For the love of all that is holy, can a person not just buy fifty condoms without the world knowing???
“Security check on aisle seven!” blasts over the store intercom.
“Let’s get out of here,” I hiss. As we made our way to the registers, I grab a few other things— index cards, pencils, Us Magazine, just to round out my haul, so to speak.
“You dropped these,” 11 says, handing me a big box of Trojan Stimulations Ultra-Ribbed. My eyes dart around as I put them in my basket, trying to decide which line to stand in. The woman on register 1 looks a little judgey to me, but register 2 is some poor high school kid. I opt for the zoned out cashier on the end.

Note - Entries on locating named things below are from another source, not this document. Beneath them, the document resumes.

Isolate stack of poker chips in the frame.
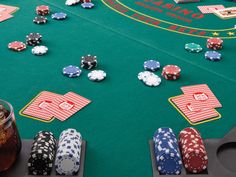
[153,127,182,175]
[36,5,50,16]
[161,65,181,80]
[0,104,10,121]
[80,55,98,69]
[26,33,42,46]
[28,131,57,175]
[207,38,223,50]
[55,129,82,175]
[179,127,208,173]
[8,41,26,52]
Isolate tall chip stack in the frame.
[28,131,57,175]
[153,127,182,175]
[55,128,82,176]
[179,127,208,174]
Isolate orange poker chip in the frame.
[8,41,26,52]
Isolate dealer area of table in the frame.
[0,0,236,177]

The whole time, 11 is watching me with a smile that says, “who are you trying to fool?
I have to laugh. I’m trying to fake being cool, but he is almost twelve, and sees right through me. It’s kind of a relief.
When my boys were younger, faking helped me hide. We could argue whether they needed that or not, but the fact was that I needed it. I wasn’t sure I was good enough for them. Actually, I was sure I wasn’t good enough for them.
But now I want my sons to see me.
They see that I am not a rock, and I have no interest in pretending to be. We are all human, the sands shifting beneath each us. Being human is being embarrassed and awkward and falling short sometimes and none of those things are fatal.
When I pick 14 up after class, I share the story of my shopping trip with him, the real story, no filter.
“Poor Mom,” he laughs, and pats me on the shoulder.
Things are changing, for real. I’m trying to roll with it.